The views and opinions expressed in this article are those of the thought leader as an individual, and are not attributed to CeFPro or any particular organization.
By Adam Behrman, Head of Model Risk, Investors Bank
What challenges arise with building models on historic data?
First, consider your historical data completeness and accuracy. The data you have available today is the derivative of prior decisions on what would be collected, what format it would be collected in, the frequency of collection, etc. As storage space got exponentially cheaper and technology exponentially improved, more specific and frequent data was captured. Also, better controls and tools have been put in place to improve accuracy.
There is an inverse relationship between length of look back time and the availability of data you are looking to analyse. A common pitfall is the form of the data is changing in a non-obvious way, that is, look out for data that was previously captured as a string and is now represented as a number, sometimes in the same field. Unique to historic data is that the sampled data is difficult or impossible to re-sample since by definition the captured observation occurred in the past. To verify or re-evaluate a data point from scratch you would need a direct historical record, for example a video tape of the occurrence, or be able to recompute the data point from other directly recorded data points. Both situations are rarely possible, and the historical data you have is the best you can rely on.
Second, modelers must be aware of the temporal effects on their data. Some modeling approaches, such as time series forecasting, are explicit in how they consider relationships over time. Less obvious is the a priori decision that defines the unit of time. Analysis of stock open-high-low-close prices provides excellent examples of the effects of changing the definition of time. For example, in high-frequency trading, traders initially began by looking at small intervals of time units, such as seconds. However, due to the natural, repeating occurrences of workday schedules, it became clear that there was much more volume and trading activity during the periods immediately around market open and market close compared to much less activity during lunch time. This multi-modal distribution of activity resulted in poor models with biased estimates. Traders identified they could improve on their analysis by first moving to tick-based analysis, where a period was identified by several ticks, such as a time interval is always 1,000 ticks, and eventually to volume-based and dollar-based analysis. Using dollar-based time periods has shown to produce samples with better statistical properties for modeling. Taken in the other direction, investment managers with long-term time horizons benefit by reducing the frequency of their observations, ignoring intra-day or even daily movements which can introduce significant noise.

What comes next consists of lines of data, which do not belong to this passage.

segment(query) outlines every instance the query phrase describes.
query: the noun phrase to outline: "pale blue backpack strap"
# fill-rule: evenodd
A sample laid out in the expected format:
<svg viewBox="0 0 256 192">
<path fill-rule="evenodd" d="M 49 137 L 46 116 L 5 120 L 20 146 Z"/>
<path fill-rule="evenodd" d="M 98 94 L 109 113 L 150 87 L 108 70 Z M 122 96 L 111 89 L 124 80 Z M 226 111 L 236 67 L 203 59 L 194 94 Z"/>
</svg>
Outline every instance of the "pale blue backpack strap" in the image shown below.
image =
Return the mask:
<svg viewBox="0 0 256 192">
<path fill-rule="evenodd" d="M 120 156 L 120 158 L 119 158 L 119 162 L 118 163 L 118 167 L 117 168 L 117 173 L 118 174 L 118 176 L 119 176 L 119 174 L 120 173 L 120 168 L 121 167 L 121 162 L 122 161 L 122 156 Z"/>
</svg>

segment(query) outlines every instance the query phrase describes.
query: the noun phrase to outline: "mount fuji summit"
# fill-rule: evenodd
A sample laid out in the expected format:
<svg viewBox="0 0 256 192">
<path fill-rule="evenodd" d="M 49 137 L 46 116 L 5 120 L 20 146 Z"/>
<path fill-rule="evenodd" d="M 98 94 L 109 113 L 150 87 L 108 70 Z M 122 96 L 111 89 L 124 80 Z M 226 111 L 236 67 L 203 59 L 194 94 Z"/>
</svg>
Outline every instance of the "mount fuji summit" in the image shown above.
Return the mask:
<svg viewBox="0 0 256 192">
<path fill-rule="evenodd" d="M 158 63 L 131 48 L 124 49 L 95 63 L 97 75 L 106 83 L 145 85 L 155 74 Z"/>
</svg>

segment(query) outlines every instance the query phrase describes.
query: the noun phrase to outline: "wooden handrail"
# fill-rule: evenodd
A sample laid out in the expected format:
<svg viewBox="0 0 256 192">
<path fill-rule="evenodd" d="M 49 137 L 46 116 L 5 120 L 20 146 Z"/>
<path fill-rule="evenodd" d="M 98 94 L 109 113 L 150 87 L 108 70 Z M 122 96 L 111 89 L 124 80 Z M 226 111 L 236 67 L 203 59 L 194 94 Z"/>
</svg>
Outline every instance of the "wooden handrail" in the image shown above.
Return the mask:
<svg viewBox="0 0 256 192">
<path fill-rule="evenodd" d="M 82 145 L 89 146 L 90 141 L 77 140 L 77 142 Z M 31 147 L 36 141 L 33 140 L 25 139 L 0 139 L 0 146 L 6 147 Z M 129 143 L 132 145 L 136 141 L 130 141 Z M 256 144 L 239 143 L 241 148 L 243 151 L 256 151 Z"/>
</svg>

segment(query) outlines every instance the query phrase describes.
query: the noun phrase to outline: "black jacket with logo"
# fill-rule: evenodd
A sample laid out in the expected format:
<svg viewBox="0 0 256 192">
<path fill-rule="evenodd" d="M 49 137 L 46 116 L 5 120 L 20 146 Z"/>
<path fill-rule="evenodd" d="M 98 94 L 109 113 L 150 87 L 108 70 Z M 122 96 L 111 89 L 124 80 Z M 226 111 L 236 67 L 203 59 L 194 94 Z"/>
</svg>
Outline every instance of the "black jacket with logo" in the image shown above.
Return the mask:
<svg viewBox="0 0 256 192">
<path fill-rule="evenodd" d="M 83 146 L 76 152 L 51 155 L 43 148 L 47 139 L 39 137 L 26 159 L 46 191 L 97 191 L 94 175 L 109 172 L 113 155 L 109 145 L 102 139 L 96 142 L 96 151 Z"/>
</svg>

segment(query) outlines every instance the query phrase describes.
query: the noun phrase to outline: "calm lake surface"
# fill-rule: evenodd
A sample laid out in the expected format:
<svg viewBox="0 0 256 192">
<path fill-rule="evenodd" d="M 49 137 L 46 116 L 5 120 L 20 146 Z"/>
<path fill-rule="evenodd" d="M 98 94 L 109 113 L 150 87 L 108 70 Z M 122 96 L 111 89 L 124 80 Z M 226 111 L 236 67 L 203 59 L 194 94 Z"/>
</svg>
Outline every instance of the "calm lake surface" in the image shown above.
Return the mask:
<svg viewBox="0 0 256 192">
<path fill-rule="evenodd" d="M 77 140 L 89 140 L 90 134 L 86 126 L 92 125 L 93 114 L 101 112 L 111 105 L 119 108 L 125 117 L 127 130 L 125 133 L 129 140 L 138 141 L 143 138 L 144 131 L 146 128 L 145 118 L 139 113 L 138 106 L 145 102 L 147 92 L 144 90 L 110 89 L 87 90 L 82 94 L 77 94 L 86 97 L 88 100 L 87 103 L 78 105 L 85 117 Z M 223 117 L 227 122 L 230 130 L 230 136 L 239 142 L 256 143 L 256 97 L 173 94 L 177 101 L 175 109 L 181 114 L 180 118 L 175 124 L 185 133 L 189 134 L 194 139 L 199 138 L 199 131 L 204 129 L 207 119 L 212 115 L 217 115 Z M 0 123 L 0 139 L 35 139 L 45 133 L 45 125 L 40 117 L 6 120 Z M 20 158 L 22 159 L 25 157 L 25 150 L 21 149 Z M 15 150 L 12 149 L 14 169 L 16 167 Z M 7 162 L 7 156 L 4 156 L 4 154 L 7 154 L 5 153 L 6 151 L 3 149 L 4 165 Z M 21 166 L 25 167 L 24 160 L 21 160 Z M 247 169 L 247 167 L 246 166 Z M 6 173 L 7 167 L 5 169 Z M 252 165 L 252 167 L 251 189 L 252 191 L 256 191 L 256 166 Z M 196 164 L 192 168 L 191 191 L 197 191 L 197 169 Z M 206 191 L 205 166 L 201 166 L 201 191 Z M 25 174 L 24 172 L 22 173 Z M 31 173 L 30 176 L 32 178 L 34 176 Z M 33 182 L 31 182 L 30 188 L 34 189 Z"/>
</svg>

Modelers may have a comfort working with certain approaches that have empirically had a good and stable fit, but the realities of a disruptive event could change the appropriateness of the approach. A good example are short-rate models, such as Vasicek (1977) and Hull-White (2006) that permit negative interest rate outcomes versus Cox-Ingersoll-Ross (CIR, 1985) that does not allow for negative outcomes. Prior to the Great Recession, it was largely accepted that interest rates would not go negative. Following the GR, negative interest rates were encountered in global markets and thus their consideration became a necessity. Modelers previously relying on CIR or another zero-bound approach, have had to strongly consider the implications of that decision and whether an alternative approach is more prudent, based on the changing behaviour of the underlying data.
All this is to say, you really must understand your data, and particularly with historical data, its relationship to time.